Remscheid: Gutachter rät zum kleinerem DOC in Lennep

Outlet-Streit im Bergischen : DOC soll laut Gutachter kleiner werden

Das DOC in Lennep würde in seiner geplanten Größe und mit den dort vorgesehen Verkaufsflächen für die drei Sortimente Bekleidung, Sportartikel und Schuhe / Lederwaren großen negativen Einfluss auf das Hauptzentrum Elberfeld nehmen. Um das zu verhindern, müssen die Verkaufsflächen in diesen drei Warengruppen deutlich reduziert werden. Zu diesem Fazit kommt die Gesellschaft für Markt- und Absatzforschung (GMA).

Sie hat im Auftrag der Stadt Wuppertal geprüft, wie plausibel die jüngst vom Remscheider Rat abgesegnete neue Verträglichkeitsanalyse zum Lenneper DOC ist. Zur Erinnerung: Das Büro Stadt + Handel war erneut zu dem Ergebnis gekommen, dass das DOC städtebaulich „verträglich“ ist und keinen zu großen Einfluss auf den Handel im Umkreis nimmt.

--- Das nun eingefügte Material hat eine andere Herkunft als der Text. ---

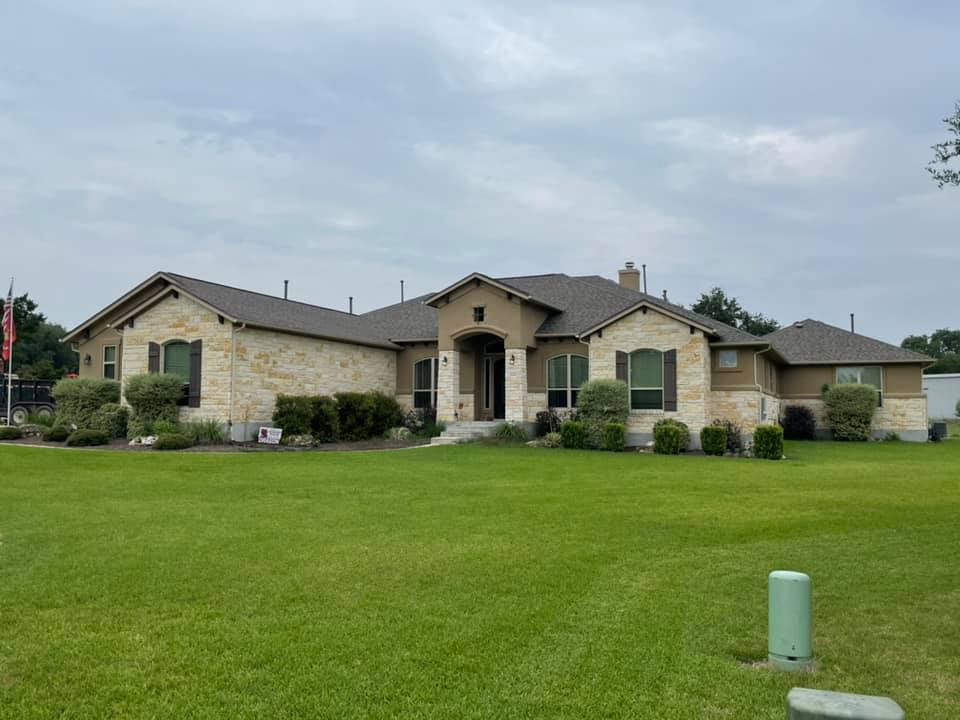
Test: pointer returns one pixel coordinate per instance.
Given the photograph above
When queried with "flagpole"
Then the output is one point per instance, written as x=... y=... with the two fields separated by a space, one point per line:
x=10 y=359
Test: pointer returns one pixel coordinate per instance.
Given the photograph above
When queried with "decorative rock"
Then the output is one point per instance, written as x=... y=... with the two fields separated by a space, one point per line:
x=807 y=704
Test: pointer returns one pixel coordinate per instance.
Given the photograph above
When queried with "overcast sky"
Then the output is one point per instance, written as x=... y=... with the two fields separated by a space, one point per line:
x=775 y=149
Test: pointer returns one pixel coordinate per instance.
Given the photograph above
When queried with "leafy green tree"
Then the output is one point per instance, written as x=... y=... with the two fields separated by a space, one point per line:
x=945 y=151
x=718 y=305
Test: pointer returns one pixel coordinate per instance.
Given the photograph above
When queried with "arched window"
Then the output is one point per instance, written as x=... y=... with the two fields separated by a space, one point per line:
x=646 y=380
x=425 y=383
x=565 y=375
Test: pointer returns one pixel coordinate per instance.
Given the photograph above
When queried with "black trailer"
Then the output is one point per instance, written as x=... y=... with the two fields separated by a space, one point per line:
x=29 y=396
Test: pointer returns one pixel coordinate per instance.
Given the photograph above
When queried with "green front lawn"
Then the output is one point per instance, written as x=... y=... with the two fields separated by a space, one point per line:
x=469 y=582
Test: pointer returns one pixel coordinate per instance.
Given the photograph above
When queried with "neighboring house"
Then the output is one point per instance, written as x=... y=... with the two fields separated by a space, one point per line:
x=943 y=394
x=488 y=349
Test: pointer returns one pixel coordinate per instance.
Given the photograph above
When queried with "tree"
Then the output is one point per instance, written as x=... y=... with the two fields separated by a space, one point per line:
x=38 y=353
x=945 y=151
x=718 y=305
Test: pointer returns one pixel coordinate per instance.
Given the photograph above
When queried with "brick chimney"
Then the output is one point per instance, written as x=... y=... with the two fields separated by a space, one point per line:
x=630 y=276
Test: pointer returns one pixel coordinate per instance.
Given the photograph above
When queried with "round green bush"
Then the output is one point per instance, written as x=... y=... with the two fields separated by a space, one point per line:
x=10 y=433
x=573 y=435
x=614 y=437
x=768 y=442
x=85 y=438
x=57 y=433
x=172 y=441
x=667 y=439
x=713 y=439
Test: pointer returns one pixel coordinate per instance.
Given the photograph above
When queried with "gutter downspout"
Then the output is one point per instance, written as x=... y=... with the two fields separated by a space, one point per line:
x=233 y=364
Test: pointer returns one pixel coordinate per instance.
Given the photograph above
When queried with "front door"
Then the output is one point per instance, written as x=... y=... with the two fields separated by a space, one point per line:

Dem widersprechen die Prüfer des GMA und raten der Stadt Wuppertal, auf zum Teil erhebliche Veränderungen zu drängen. Weil sie für den Bereich Sportartikel Umverteilungseffekte von 19 Prozent in der Schwebebahnstadt erwarten, sollen die Flächen in Lennep für dieses Thema um mehr als die Hälfte von 2000 auf 800 bis 900 Quadratmeter reduziert werden. Weniger drastisch sind die Empfehlungen für Schuhe / Lederwaren (2800-2900 statt wie bisher 3750) und Bekleidung (12.500-12.700 statt wie bisher 14.000 Quadratmeter).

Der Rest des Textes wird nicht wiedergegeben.